Она залюбовалась девочкой, прыгающей вдалеке от матери. У девочки были длинные каштановые волосы, яркое платье, туфельки в белую и цветную полоски. Вдруг ее отвлек спор двух ливанок. Она не поняла, из-за чего он возник, однако ей показалось смешным, что они стали ссориться по-английски, когда одна из женщин на нем еле-еле говорила.

Ссора стихла также быстро, как началась. Она спокойно пила кофе и разглядывала черты сидящих перед ней. Ей показалось, что она в точке пересечения полушарий и перед ней проходит весь мир. Впервые она заметила, что люди не прогуливаются, а несутся в спешке. Да и она сама также торопится неизвестно куда. Зачем? Они похожи на стадо, бегущее от чего-то. Однако это было стихийное стадо, животные бегут в одном направлении.

Бегут. Бегут. Даже те, кто идет медленно, в душе они бегут. Она была убеждена, что если их души оторвутся тел, то вырвутся далеко вперед.

Мимо нее прошли арабские женщины, обращающиеся к своим детям на английском. «Они очень хотят стать англичанами», – сказала она про себя. Через некоторое время прошла группа индийцев, тоже говоривших по-английски, и она съязвила: «А эти просто настаивают на том, что они британцы».

Среди толпы она выделила семью, которую приняла за американцев. Мать везла младенца в коляске, отец шел горделиво, скромность его была напускная, словно в одном кармане у него Белый дом, а в другом ядерное оружие.

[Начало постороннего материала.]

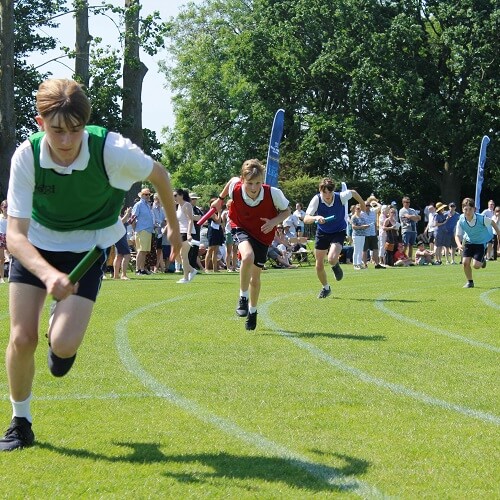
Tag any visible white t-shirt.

Она просидела еще десять минут, прежде чем сделать последний глоток кофе. Не успела уйти, как рядом присели девушки из Эмиратов. По тому, как они были разряжены и какие у них были прически, можно было подумать, что большую часть зарплаты они оставляют в салоне красоты.

Она покатила тележку. Несмотря на внешнее спокойствие, внутри росла злоба на глупую память. С тех пор как она потеряла свое имя, как она стала никем, она мечтала встретить кого-то, кто скажет ей: «Эй….! Как дела?».

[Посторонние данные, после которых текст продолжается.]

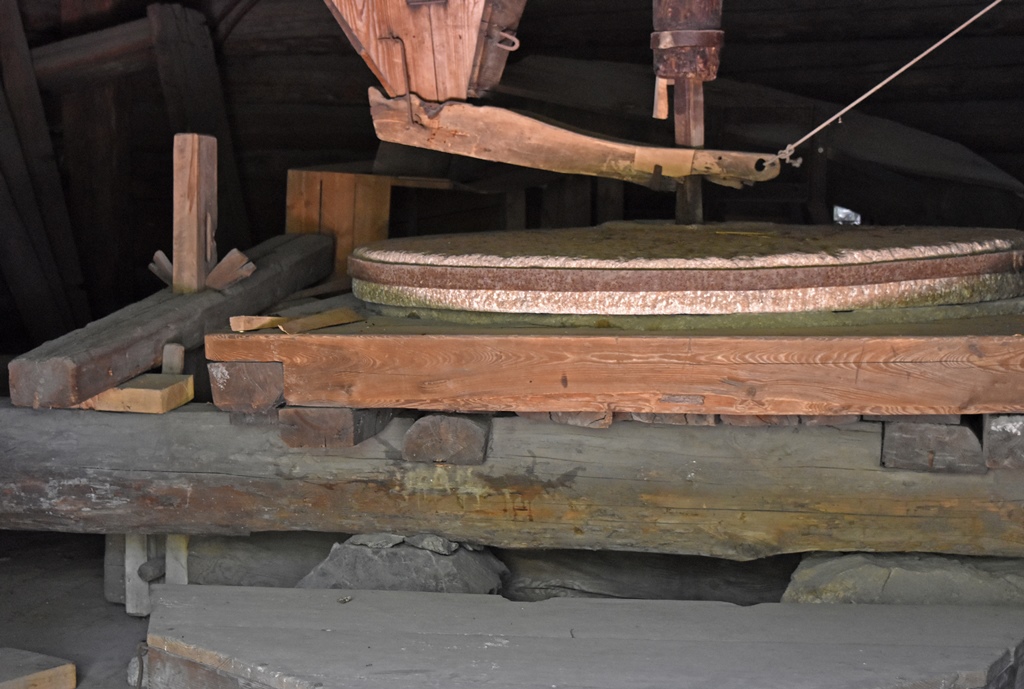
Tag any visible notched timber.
[0,403,1024,560]
[9,234,334,408]
[370,88,779,190]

Еще не было семи, когда она остановилась перед домом. Выйдя из машины, с прежним изумлением взглянула на зеленого стеклянного великана. В слепящем освещении на верхушке и у основания здания рабочие не прекращали работу. Она взяла сумки и поднялась в квартиру.

Она не подозревала, какой сюрприз там ее ждет.


* * *

То восстанавливаясь, то отвлекаясь за покупками и наблюдениями ее память уже не старалась вспомнить забытое имя. Однако, войдя в квартиру, она с новой силой стала о нем думать. Уже прошло столько часов, а она не вспомнила. Это было уже серьезнее, чем временный сбой памяти.

Она сложила все покупки на столик в углу маленькой кухни, за которым едва расселись бы двое, сняла с себя одежду и вернулась к списку имен: Лейла, Афра, Суад, Амаль… Она пришла в такую ярость, что от ее рубашки незамеченной отлетела одна из пуговиц. Она встала перед зеркалом и посмотрела на себя. Мозг судорожно вспоминал. Хотя бы одну букву из имени!

Она сняла с себя все и осталась так стоять без движения, как будто задумавшись о чем-то, прошла в ванну и под прохладной водой, которую так любила, вернулась к игре в имена. Однако вскоре почувствовала, что сил нет совсем, и упала на кровать, завернутая в полотенце, избегая смотреть в сторону окна. Она заняла себя мыслями о том, что приготовить на ужин, стала искать сигареты, но обнаружила, что забыла купить их, а также салфетки, а сегодня вечером или завтра встреча.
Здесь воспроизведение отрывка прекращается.